We have complex conjugate roots for the given equation.

Explanation:

The discriminant of quadratic equation #ax^2+bx+c=0# is #Delta=b^2-4ac# and roots are given by #(-b+-sqrtDelta)/(2a)#

If #Delta# is positive and a square of a rational number (and so are #a# and #b#), roots are rational .

If #Delta# is positive but not a square of a rational number, roots are irrational and real .

If #Delta=0#, we have only one root given by #(-b)/(2a)#.

If #Delta# is negative but #a#, #b# and #c# are real numbers, roots are two complex conjugate. But if #Delta# is negative but #a#, #b# are not real numbers, roots are complex .

Hence, one needs to first convert the equation #-4r^2-4r=6# in this form.

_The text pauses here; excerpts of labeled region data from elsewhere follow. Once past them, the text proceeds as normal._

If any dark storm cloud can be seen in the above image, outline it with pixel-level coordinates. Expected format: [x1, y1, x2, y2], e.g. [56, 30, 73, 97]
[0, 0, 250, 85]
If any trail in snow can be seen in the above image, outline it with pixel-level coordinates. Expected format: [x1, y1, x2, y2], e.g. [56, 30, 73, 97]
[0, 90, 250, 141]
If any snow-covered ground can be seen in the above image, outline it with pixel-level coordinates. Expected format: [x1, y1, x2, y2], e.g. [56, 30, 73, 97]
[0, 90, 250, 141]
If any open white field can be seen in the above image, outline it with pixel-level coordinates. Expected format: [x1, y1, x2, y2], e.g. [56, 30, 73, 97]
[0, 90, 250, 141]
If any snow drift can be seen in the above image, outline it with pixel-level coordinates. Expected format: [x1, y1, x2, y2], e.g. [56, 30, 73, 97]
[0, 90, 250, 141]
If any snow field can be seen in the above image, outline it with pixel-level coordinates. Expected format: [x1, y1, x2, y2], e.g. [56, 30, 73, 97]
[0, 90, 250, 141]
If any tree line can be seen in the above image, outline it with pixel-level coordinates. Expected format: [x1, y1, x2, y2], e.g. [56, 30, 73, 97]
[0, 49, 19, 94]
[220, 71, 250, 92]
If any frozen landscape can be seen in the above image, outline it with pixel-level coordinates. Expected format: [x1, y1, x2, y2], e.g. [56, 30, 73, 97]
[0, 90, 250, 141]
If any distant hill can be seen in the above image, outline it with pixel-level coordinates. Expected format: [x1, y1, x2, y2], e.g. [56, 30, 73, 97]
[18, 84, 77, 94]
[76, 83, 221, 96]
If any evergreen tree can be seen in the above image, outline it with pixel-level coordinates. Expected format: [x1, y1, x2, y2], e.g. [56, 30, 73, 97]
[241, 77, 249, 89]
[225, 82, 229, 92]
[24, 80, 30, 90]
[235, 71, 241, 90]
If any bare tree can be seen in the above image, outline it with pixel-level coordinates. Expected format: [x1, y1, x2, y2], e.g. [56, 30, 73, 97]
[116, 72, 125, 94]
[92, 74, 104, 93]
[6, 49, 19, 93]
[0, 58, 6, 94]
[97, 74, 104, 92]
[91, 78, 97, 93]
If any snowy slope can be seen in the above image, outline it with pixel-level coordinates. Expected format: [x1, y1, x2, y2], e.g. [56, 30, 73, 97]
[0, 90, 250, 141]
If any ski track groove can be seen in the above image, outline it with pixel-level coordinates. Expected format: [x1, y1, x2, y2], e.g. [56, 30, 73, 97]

This can be easily done by shifting terms on left hand side to RHS and this become #0=4r^2+4r+6# or #4r^2+4r+6=0#

As we have #a=4#, #b=4# and #c=6#,

the determinant is #4^2-4xx4xx6=16-96=-80#

As the determinant is negative and #a#, #b# and #c# are real numbers, we have complex conjugate roots for the given equation.

These are #(-4+-sqrt(-80))/(2xx4)=-1/2+-isqrt5/2#

i.e. #-1/2-isqrt5/2# and #-1/2+isqrt5/2#